“Rhys, what colour?” I ask.
“Red” he replies, and I help him hand-over-hand to lift the red bowling ball from the rack. We lift it together onto the guide, and after a joint chant of “Ready, steady, go” Rhys pushes the ball forward. It makes a perfect direct line forward to the central pin securing a strike.
Rhys’ calves demonstrate their power as he springs up and down in excitement. The movement of the ball as it speeds down the lane provides the best entertainment for a little boy. Rhys takes his second go, which is just as exciting as the first, leaving a few pins standing this time around.
“Rhys, its Jessie’s turn” I state and hold his hand we stand on the side as he watches his sister choose her coloured sphere. I look around at the lights that overpower the room, alongside the noise as the balls hit the lane and pins. It is a nightmare experience for a boy who struggles with sensory processing, but that is where this parenting game is complex.
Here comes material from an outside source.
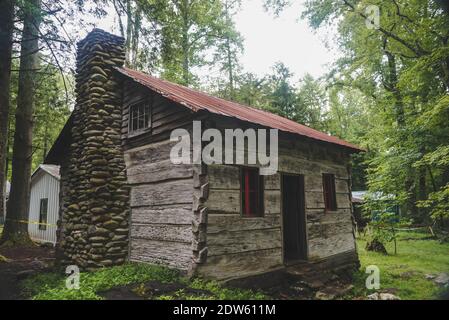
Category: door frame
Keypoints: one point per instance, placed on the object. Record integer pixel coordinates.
(284, 260)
The momentum of balls and thrill of the smash, trump any of the loud noise and bright lights. Rhys is in his element, this activity is everything he has dreamed of. We continue to take our turns, Rhys choosing different colours, vocalising the one he wants as he eagerly lifts it into his grasp. After his two throws, he waits at the side watching his siblings take their turns.
We took a chance a few months ago, and tried bowling. On the surface we took a risk on something that made no sense on paper. The noise, the lights, the multi-sensory input. But Rhys loved it, and it has turned into a family adventure that has guaranteed success. The thing is that we would never have known if we had not given it a go. The opportunities it has presented for development are amazing – from colour association, to turn taking, mathematics and sensory processing.
Always try what you believe to be the impossible. Try it with the expectation that you may not even get through the main doors, and you may be surprised. Our kids amaze us, and throw us curve balls all the time. The rules are constantly being rewritten and we will only work it all out by pushing the boundaries.
Rhys’ hell turned out to be his ecstasy. A place we can go as a family and have fun, just like everyone else.